Most people that have yb kits sell them for you to race or keep as breeders that you can fly.
Dave


----------



## Pigeonfriends (Jan 19, 2012)

Thanks! are they cheaper then normal?


----------



## Crazy Pete (Nov 13, 2008)

Normaly yes as they have not proved thier worth, if you buy the same bird after it has bred a winner it would coast a lot more.

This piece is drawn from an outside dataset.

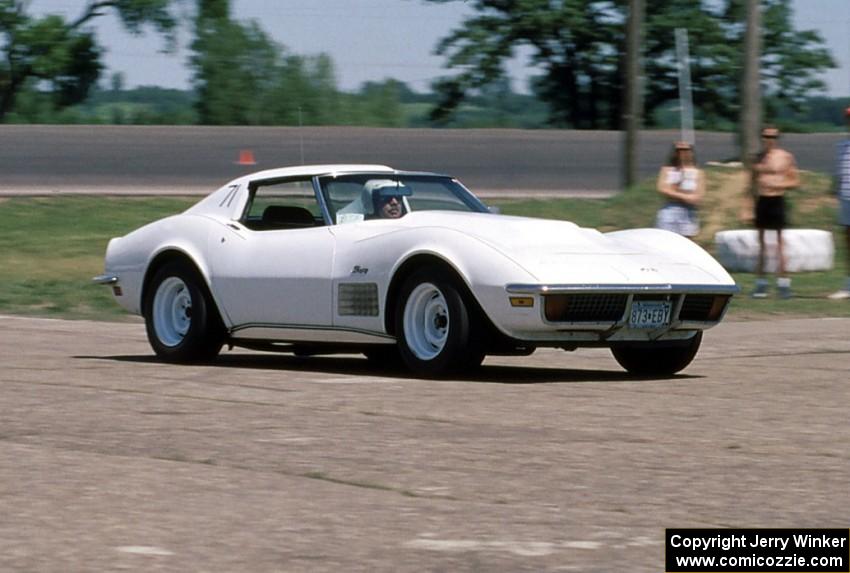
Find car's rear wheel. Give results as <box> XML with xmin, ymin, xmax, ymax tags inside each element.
<box><xmin>144</xmin><ymin>261</ymin><xmax>224</xmax><ymax>362</ymax></box>
<box><xmin>611</xmin><ymin>331</ymin><xmax>702</xmax><ymax>376</ymax></box>
<box><xmin>395</xmin><ymin>267</ymin><xmax>484</xmax><ymax>376</ymax></box>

If you are looking for a yb kit I would look to ace in the hole, he has good birds at a reasonable price.
Dave


----------



## APF_LOFT (Aug 9, 2010)

Pigeonfriends said:


> does it stand for young bird kits? what does it do and what do people use them for?


what are you looking for tippler, roller or racer?


----------



## Pigeonfriends (Jan 19, 2012)

APF_LOFT said:


> what are you looking for tippler, roller or racer?


racers, and maybe tipplers, but im more interested in racers.


----------



## g-pigeon (Aug 24, 2010)

i would recommend ace in the hole as well. good prices and more importantly good quality birds


----------



## g-pigeon (Aug 24, 2010)

all my birds are from ace, sfl, and hill family loft.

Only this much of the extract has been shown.